8 Ways That President Trump Is Hurting The Environment
Feb. 17 – Trump Nominee Scott Pruitt Confirmed to Head EPA
Trump’s selection of Pruitt to head the EPA is seen by many as an outright declaration of war on the environment. As attorney general for Oklahoma, Pruitt frequently sued the EPA over its regulations, most notably leading a 27-state lawsuit against the Clean Power Plan. Pruitt infamously dismisses scientific evidence to the contrary and claims to believe that carbon emissions play no role in climate change. Many see this appointment as the first in a series of steeps aimed at dismantling the agency.
Feb. 28 – Trump Moves to Repeal Obama-Era Protections
President Trump signed a series of executive orders undoing many of the environmental protections put in place under the previous administration. These orders deal with a range of environmental issues, such as expanding wind and solar energy, restrictions on the expansion of coal mining, reducing carbon emissions, and more stringent emission standards for automobiles. Among them was an executive order calling for a review of the “Waters of the United States” rule, in which Trump said he is “paving the way for the elimination” of the rule. An executive order from Trump in March 2017 laid the groundwork for repealing the Clean Power Plan, which establishes environmental controls on energy providers.

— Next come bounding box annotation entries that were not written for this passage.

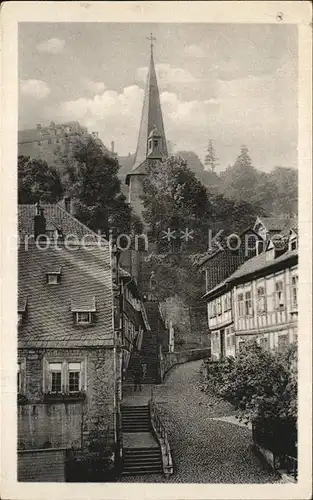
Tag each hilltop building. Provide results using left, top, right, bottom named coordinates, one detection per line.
left=17, top=203, right=150, bottom=481
left=18, top=121, right=110, bottom=166
left=200, top=218, right=298, bottom=359
left=126, top=37, right=168, bottom=217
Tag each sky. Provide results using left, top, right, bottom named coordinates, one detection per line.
left=19, top=22, right=298, bottom=171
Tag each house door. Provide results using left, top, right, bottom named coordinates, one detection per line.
left=220, top=328, right=225, bottom=358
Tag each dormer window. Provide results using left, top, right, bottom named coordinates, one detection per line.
left=76, top=312, right=91, bottom=325
left=17, top=297, right=27, bottom=326
left=71, top=297, right=96, bottom=326
left=47, top=267, right=61, bottom=285
left=290, top=239, right=298, bottom=250
left=45, top=222, right=60, bottom=240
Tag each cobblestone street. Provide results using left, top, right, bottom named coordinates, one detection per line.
left=120, top=361, right=278, bottom=483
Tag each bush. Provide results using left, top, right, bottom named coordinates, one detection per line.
left=204, top=342, right=297, bottom=426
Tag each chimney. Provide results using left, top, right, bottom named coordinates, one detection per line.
left=64, top=196, right=72, bottom=214
left=34, top=202, right=46, bottom=240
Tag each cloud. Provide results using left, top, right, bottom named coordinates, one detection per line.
left=20, top=80, right=50, bottom=100
left=82, top=78, right=106, bottom=94
left=41, top=60, right=297, bottom=169
left=45, top=85, right=144, bottom=154
left=37, top=38, right=65, bottom=54
left=137, top=64, right=197, bottom=88
left=184, top=45, right=207, bottom=58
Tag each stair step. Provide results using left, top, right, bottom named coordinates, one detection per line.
left=123, top=447, right=160, bottom=453
left=122, top=427, right=151, bottom=434
left=123, top=465, right=163, bottom=474
left=124, top=460, right=162, bottom=468
left=124, top=451, right=161, bottom=460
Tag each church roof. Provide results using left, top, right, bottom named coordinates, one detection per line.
left=131, top=46, right=167, bottom=174
left=149, top=127, right=161, bottom=139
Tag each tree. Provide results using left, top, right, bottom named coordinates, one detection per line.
left=204, top=341, right=297, bottom=446
left=221, top=145, right=259, bottom=202
left=269, top=167, right=298, bottom=216
left=142, top=156, right=212, bottom=252
left=18, top=156, right=63, bottom=204
left=55, top=136, right=142, bottom=234
left=204, top=141, right=218, bottom=172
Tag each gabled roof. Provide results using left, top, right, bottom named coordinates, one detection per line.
left=196, top=227, right=262, bottom=267
left=18, top=122, right=87, bottom=144
left=18, top=203, right=108, bottom=245
left=131, top=47, right=167, bottom=177
left=18, top=243, right=114, bottom=348
left=227, top=250, right=298, bottom=282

April 28 – Executive Order Aims to Expand Offshore Drilling
President Trump signed an executive order directing Secretary of the Interior Ryan Zinke to explore the potential of drilling for oil and gas in offshore sites including the Gulf Coast, which had been protected from further energy exploration activity since 2010 due to the BP oil spill. This order instructs the Secretary to review Atlantic and Arctic offshore locations placed under permanent bans by the Obama administration in 2016. Other potential drilling areas include the Bering Sea and Antarctic coasts. This order also prohibits the designation or expansion of National Marine Sanctuaries without an estimate of the area’s “energy or mineral resource potential” from the Department of the Interior.

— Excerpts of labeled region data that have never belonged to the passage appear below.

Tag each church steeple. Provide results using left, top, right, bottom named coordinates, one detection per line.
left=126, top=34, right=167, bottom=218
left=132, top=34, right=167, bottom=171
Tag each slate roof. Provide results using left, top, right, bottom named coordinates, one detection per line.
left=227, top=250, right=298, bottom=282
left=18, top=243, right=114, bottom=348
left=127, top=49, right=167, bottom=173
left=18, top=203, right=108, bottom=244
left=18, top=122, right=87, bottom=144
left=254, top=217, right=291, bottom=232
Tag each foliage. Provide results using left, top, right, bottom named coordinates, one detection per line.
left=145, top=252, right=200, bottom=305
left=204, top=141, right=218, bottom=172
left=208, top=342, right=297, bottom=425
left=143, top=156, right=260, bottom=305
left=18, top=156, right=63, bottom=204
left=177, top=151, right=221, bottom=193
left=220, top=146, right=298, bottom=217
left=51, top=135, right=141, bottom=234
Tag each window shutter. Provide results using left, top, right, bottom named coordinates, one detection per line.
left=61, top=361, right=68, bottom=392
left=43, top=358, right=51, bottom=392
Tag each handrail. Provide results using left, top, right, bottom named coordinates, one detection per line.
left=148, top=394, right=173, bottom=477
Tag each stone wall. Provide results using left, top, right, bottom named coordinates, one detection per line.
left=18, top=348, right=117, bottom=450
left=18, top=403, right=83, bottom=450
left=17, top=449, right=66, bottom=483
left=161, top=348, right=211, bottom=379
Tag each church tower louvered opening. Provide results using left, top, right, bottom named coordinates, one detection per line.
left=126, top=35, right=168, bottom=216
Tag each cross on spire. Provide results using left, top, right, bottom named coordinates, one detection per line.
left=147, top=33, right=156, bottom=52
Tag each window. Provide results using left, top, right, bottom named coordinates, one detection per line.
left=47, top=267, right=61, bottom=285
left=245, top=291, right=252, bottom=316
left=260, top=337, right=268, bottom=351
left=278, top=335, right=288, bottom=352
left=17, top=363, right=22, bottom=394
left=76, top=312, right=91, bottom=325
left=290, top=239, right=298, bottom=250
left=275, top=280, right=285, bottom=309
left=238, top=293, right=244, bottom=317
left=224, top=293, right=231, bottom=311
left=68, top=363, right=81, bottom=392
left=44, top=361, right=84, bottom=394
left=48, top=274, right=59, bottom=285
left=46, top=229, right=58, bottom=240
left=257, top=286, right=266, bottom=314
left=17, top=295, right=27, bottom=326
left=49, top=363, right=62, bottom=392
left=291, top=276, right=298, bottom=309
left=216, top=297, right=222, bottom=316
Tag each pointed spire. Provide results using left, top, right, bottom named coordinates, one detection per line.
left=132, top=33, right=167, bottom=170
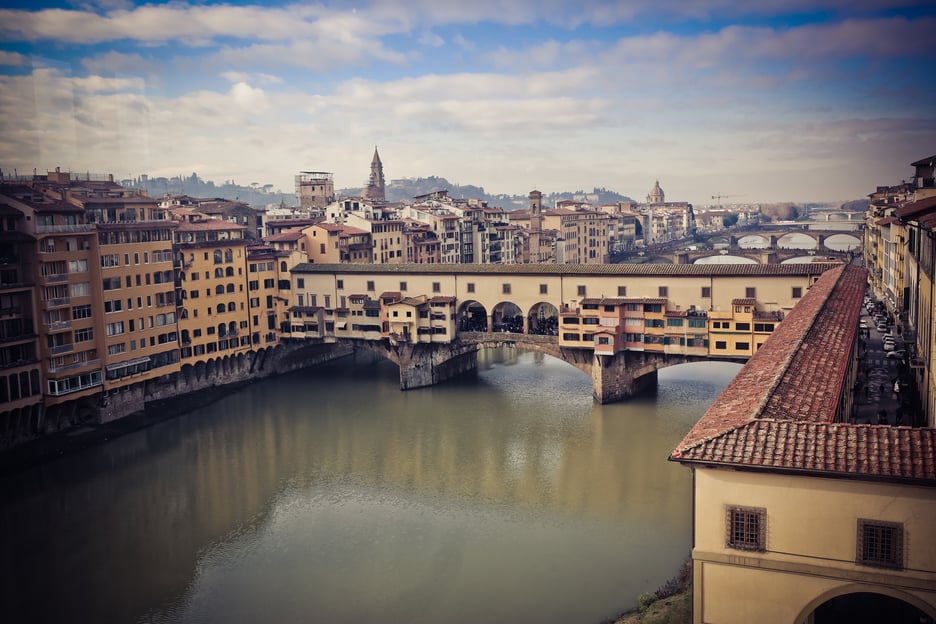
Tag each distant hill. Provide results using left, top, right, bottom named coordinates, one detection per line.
left=130, top=173, right=631, bottom=210
left=120, top=173, right=296, bottom=208
left=336, top=176, right=631, bottom=210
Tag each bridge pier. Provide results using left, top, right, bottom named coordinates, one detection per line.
left=390, top=342, right=478, bottom=390
left=592, top=351, right=657, bottom=404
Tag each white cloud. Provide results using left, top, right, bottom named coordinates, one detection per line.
left=0, top=50, right=26, bottom=67
left=221, top=71, right=284, bottom=85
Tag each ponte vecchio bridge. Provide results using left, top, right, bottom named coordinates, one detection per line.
left=289, top=262, right=836, bottom=403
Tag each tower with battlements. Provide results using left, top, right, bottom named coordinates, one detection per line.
left=364, top=145, right=387, bottom=201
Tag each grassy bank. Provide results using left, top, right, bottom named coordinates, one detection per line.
left=613, top=559, right=692, bottom=624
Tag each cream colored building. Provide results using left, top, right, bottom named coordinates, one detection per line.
left=670, top=266, right=936, bottom=624
left=291, top=264, right=829, bottom=358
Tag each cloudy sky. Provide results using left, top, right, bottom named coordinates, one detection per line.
left=0, top=0, right=936, bottom=205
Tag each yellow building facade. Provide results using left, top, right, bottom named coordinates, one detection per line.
left=175, top=219, right=250, bottom=364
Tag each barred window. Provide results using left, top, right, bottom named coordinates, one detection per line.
left=725, top=507, right=767, bottom=552
left=856, top=518, right=903, bottom=569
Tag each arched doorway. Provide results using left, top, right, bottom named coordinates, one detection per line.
left=804, top=592, right=934, bottom=624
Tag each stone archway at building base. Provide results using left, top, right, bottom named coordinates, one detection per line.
left=795, top=583, right=936, bottom=624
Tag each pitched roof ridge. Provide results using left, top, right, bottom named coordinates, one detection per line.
left=672, top=265, right=845, bottom=457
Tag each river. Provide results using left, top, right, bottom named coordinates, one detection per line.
left=0, top=350, right=739, bottom=624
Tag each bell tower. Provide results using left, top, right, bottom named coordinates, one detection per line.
left=364, top=145, right=387, bottom=201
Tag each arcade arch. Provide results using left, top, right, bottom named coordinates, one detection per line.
left=527, top=301, right=559, bottom=336
left=796, top=585, right=936, bottom=624
left=457, top=300, right=487, bottom=332
left=491, top=301, right=523, bottom=334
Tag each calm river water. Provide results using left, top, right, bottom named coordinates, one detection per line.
left=0, top=351, right=739, bottom=624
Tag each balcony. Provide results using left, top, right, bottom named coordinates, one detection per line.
left=49, top=360, right=101, bottom=373
left=36, top=223, right=94, bottom=234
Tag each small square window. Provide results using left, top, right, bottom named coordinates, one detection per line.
left=725, top=507, right=767, bottom=552
left=855, top=518, right=903, bottom=569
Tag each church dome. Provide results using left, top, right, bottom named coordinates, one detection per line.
left=647, top=180, right=665, bottom=204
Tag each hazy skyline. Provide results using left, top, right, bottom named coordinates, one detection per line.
left=0, top=0, right=936, bottom=205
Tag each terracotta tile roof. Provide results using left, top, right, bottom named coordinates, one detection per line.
left=263, top=229, right=304, bottom=243
left=678, top=419, right=936, bottom=485
left=176, top=219, right=247, bottom=232
left=670, top=266, right=936, bottom=485
left=292, top=260, right=837, bottom=278
left=894, top=195, right=936, bottom=221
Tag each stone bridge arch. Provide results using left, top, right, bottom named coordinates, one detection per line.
left=338, top=332, right=720, bottom=403
left=731, top=232, right=774, bottom=249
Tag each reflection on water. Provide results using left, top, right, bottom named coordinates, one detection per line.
left=0, top=350, right=738, bottom=624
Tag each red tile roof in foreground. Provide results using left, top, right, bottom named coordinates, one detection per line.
left=670, top=266, right=936, bottom=486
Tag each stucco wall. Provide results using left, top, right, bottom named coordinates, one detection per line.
left=693, top=468, right=936, bottom=623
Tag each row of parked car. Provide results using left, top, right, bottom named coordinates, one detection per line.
left=862, top=297, right=905, bottom=360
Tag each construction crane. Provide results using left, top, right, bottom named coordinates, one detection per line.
left=712, top=194, right=744, bottom=206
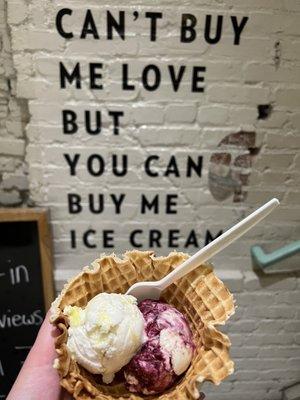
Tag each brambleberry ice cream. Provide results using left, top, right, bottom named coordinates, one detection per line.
left=124, top=300, right=195, bottom=395
left=64, top=293, right=144, bottom=383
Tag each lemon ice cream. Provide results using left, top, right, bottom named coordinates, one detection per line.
left=64, top=293, right=144, bottom=383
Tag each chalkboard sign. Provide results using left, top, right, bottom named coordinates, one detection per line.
left=0, top=209, right=54, bottom=398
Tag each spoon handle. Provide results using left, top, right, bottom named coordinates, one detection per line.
left=157, top=198, right=279, bottom=290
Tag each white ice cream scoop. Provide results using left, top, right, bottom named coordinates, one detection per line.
left=64, top=293, right=144, bottom=383
left=126, top=198, right=279, bottom=301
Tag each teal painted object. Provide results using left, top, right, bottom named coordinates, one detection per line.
left=251, top=240, right=300, bottom=269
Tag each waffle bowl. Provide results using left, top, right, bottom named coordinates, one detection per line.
left=50, top=250, right=234, bottom=400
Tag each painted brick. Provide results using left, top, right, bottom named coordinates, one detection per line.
left=0, top=0, right=300, bottom=400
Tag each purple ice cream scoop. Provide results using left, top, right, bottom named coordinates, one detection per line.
left=124, top=300, right=195, bottom=395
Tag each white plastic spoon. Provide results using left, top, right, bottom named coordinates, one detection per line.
left=126, top=198, right=279, bottom=301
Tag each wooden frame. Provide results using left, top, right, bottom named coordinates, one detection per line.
left=0, top=208, right=54, bottom=311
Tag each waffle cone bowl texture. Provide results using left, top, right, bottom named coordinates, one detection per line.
left=50, top=250, right=234, bottom=400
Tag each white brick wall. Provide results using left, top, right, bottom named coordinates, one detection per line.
left=4, top=0, right=300, bottom=400
left=0, top=0, right=29, bottom=206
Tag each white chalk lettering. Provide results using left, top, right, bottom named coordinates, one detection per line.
left=0, top=310, right=43, bottom=329
left=0, top=360, right=5, bottom=376
left=9, top=265, right=29, bottom=285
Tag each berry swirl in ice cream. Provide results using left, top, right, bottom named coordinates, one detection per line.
left=124, top=300, right=195, bottom=395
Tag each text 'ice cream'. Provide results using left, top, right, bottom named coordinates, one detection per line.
left=124, top=300, right=195, bottom=394
left=64, top=293, right=144, bottom=383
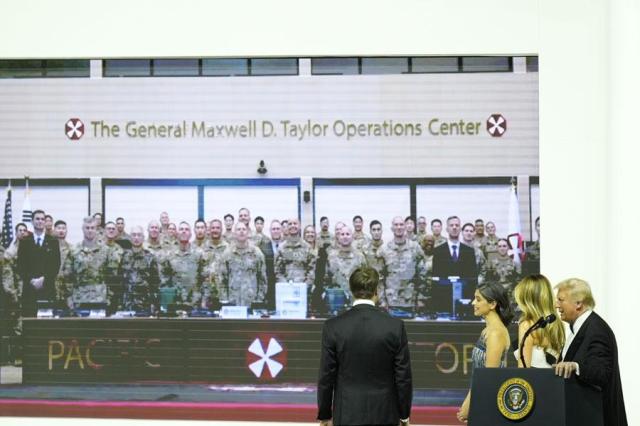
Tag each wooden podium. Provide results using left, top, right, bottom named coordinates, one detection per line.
left=468, top=368, right=604, bottom=426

April 28 – EPA Wipes Climate Change Website
Visitors to the EPA’s climate change website, highly regarded as the collaborative effort of numerous segments of the scientific community, were informed that the EPA was reviewing its web content and updating its site to reflect the current administration’s priorities. The site was considered a reliable, nonpartisan source of climate information accumulated from every region of the nation. The site has since been restored, but the EPA home page no longer contains a link to the climate change web page. Critics claim that it was an attempt to scrub evidence pointing to the link between humans, hydrocarbon fuel consumption, and the role of greenhouse gases in climate change.